While not a replacement for human review, this prompt catches common issues like SQL injection vulnerabilities or missing input validation.

10. Debugging Assistance

Example prompt:

I'm getting a TypeError: Cannot read properties of undefined (reading 'id') at line 42. Here's the context:
// ...

Cursor will trace through the code to identify where the undefined value originates and suggest fixes.

Command Mode Prompts

Command mode in Cursor lets you execute multi-file operations, refactor across the entire project, or generate scaffolding. These prompts are typically more structured and include constraints.

11. Rename Variable Across Files

Example prompt:

/rename oldVariable newVariable in project

Cursor will find all occurrences and update them, respecting scope and preventing name collisions.

12. Add Logging to All Functions

Example prompt:

Add console.log at the start of every function in the 'services' directory that logs the function name and arguments.

This is useful for debugging or adding telemetry without manual work.

13. Convert Class Components to Hooks

Example prompt:

Convert all React class components in the 'components' folder to functional components with hooks.

Cursor will rewrite lifecycle methods into useEffect, setState into useState, and handle refs properly.

14. Generate CRUD Operations

Example prompt:

Create a complete CRUD service for a 'Product' model with fields: id, name, price, description.
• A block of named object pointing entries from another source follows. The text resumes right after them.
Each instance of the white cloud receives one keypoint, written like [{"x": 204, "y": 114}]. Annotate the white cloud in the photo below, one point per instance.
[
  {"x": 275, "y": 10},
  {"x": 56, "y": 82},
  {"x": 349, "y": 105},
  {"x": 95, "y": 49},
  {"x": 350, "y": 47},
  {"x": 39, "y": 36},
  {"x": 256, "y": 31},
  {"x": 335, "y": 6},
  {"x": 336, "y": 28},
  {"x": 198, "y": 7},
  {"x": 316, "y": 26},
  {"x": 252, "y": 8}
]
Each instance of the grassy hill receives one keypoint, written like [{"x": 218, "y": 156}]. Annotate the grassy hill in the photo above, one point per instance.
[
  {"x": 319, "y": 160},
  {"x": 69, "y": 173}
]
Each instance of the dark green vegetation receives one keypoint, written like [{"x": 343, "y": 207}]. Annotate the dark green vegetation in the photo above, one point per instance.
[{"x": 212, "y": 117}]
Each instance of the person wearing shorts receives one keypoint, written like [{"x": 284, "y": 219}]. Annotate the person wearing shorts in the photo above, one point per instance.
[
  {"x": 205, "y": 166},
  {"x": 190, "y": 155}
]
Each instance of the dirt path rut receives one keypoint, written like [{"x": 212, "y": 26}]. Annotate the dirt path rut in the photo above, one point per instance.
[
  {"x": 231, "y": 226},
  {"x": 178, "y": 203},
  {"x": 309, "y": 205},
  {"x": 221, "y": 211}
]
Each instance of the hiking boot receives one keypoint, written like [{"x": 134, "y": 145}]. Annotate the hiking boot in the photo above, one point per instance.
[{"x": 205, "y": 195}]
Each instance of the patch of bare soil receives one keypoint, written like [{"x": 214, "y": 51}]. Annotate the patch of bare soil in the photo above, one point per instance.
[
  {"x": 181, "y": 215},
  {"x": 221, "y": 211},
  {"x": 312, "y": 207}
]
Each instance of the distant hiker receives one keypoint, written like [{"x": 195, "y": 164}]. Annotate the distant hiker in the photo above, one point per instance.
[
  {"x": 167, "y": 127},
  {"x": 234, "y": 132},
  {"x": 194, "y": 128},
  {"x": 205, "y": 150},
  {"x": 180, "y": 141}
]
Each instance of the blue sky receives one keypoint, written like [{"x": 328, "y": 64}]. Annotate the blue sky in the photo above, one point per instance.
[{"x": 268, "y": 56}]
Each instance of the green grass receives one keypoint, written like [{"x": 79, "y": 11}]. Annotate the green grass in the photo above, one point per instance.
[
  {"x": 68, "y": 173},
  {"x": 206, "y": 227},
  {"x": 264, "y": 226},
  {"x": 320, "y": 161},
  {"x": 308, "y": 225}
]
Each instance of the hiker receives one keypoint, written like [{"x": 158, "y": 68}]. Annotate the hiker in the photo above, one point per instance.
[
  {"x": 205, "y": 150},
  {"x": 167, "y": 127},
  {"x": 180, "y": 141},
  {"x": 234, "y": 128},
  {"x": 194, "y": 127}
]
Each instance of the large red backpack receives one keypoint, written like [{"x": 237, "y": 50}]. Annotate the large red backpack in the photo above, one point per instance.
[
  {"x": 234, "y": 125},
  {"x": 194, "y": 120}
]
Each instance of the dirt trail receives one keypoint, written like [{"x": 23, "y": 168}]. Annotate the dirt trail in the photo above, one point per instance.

Use Prisma and Express.

Cursor will generate the Prisma schema, service functions, and route handlers in separate files.

15. Format and Lint Entire Project

Example prompt:

Run prettier and eslint on all files in the 'src' directory and fix auto-fixable issues.

While this can be done via CLI, Cursor’s command mode integrates it into your workflow without leaving the editor.

Conclusion

Mastering prompts for Cursor transforms it from a simple autocomplete tool into a powerful AI-assisted development partner. The key is to be specific about what you want, provide enough context, and iterate based on results. Start with these 15 prompts, adapt them to your own projects, and you’ll find yourself spending less time on boilerplate and more time on architecture and logic. As AI-assisted development continues to evolve, the ability to craft effective prompts will become an essential skill for every developer.